The result of the public finances of the Czech Republic is primarily determined by the performance of the state budget. This reflects both the estimated result for this year of -3.6% of GDP and the expected year-on-year improvement of 1.4 percentage points to −2.2% of GDP for 2024. The expenditure frameworks for 2024 allowed the government to draft the state budget and state funds with a total deficit of CZK 270 billion. This space was used for a deficit of CZK 252 billion for the state budget and CZK 18 billion for the State Transport Infrastructure Fund. The deficits will also be reflected in the level of debt, which could increase by almost another 2 percentage points during 2023 and 2024, and by the end of 2026 the debt should reach around 47% of GDP.

Fiscal policy should be restrictive in subsequent years. The structural deficit of 2.5 % of GDP for this year is in line with the fiscal rule set by the Act on Budgetary Responsibility Rules. Over the next three years (until 2026), the structural deficit should gradually decline to a maximum of 1.75% of GDP according to the set trajectory. The current forecast projects the structural deficit in 2026 to be just below this value.

The issue of long-term financial sustainability of social systems has not been resolved. This is also negatively affected by the deterioration of public finances after 2019. The latest projections of pension expenditure confirm previous trends of negative developments in the pension account balance from the end of the current decade. This trend will then be accelerated by the de facto capping of the retirement age at 65 taking place during the 2030s. Tightening of early retirement and the limitation of indexation will reduce the financial imbalance, but the potential linking of the retirement age to life expectancy would reduce the pension deficit by more than 40% at the end of the projection horizon.

The government’s efforts to improve public finances in the form of the consolidation package are the subject of this year’s thematic chapter. The first part of the chapter provides an overview of approaches to public finance consolidation, in particular the factors that have the potential to influence the success of the process.

Next, we present the content of the package and its most important measures. We also link these to the recommendations that are consistently made to the Czech Republic by international and supranational institutions, particularly regrarding tax mix adjustment. This applies not only to excises, but especially to property taxes. However, the most significant revenue item is the 2 percentage point increase in the corporate income tax rate. In the case of a relatively lower rate, an increase in this tax is recommended by research studies as one of the least damaging revenue measures. The expenditure side of the package is primarily characterised by a decrease in subsidies, cuts in salaries and in operating costs of all ministries.
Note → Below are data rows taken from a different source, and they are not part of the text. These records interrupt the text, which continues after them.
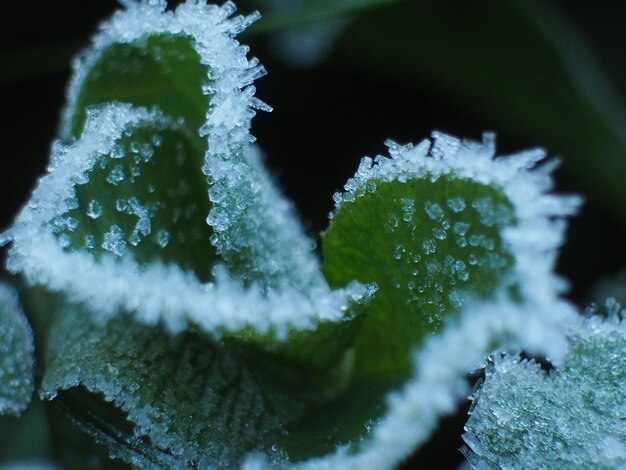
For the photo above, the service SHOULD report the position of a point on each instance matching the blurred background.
(344, 75)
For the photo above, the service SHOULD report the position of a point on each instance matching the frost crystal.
(532, 237)
(570, 417)
(158, 292)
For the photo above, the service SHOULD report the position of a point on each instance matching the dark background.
(326, 117)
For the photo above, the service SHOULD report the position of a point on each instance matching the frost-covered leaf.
(437, 203)
(521, 65)
(183, 399)
(434, 227)
(570, 417)
(16, 355)
(178, 341)
(129, 199)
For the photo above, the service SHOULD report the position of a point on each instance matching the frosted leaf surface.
(16, 355)
(570, 417)
(384, 229)
(479, 225)
(185, 399)
(116, 262)
(185, 61)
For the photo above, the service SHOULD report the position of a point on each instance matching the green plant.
(181, 315)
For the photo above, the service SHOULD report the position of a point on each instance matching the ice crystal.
(569, 417)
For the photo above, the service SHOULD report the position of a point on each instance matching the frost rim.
(539, 214)
(157, 293)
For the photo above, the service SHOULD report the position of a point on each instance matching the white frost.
(157, 292)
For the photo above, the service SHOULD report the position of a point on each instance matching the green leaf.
(519, 65)
(159, 70)
(438, 227)
(571, 416)
(427, 248)
(144, 195)
(179, 399)
(16, 355)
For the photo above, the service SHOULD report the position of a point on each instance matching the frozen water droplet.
(398, 251)
(408, 209)
(460, 228)
(457, 204)
(439, 233)
(90, 241)
(94, 209)
(121, 205)
(433, 210)
(116, 176)
(429, 247)
(114, 241)
(162, 238)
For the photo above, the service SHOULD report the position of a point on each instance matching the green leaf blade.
(425, 258)
(16, 355)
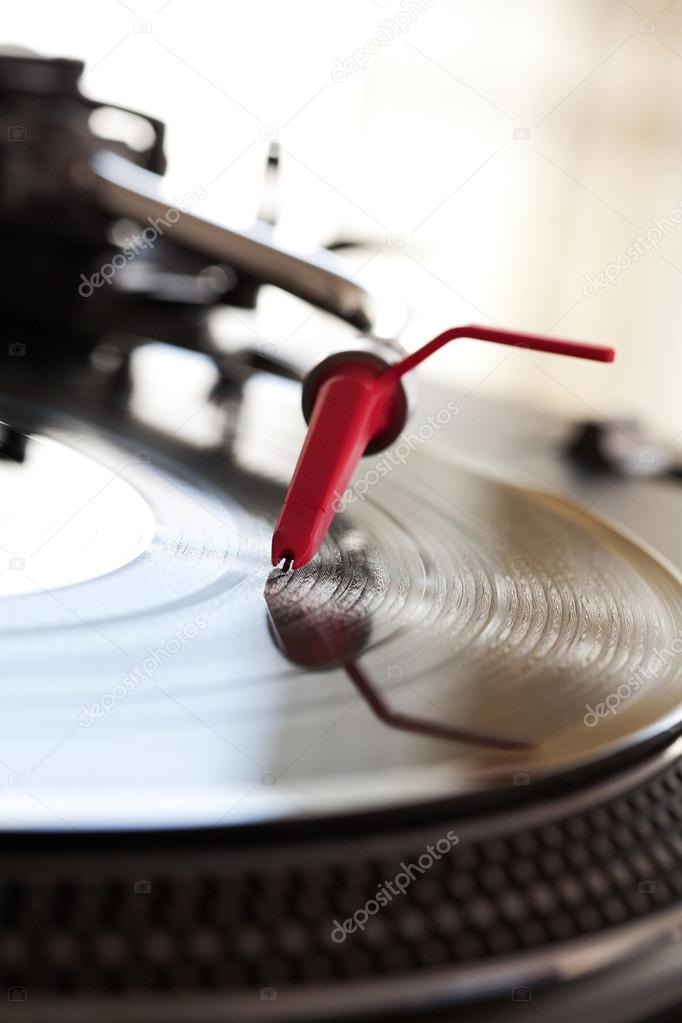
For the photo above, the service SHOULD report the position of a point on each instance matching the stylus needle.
(354, 405)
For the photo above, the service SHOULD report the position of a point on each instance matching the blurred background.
(508, 162)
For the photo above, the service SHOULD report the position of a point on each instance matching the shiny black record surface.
(455, 633)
The last section quantifies the impact of the package. In terms of the volume of consolidation measures, the macroeconomic impacts on the performance of the Czech economy are not significant. Its timing in a period of renewed economic recovery, improved economic sentiment and lower uncertainties helps to fulfil the assumptions for the successful implementation of the consolidation, whose accompanying effect should be an anti-inflationary market effect.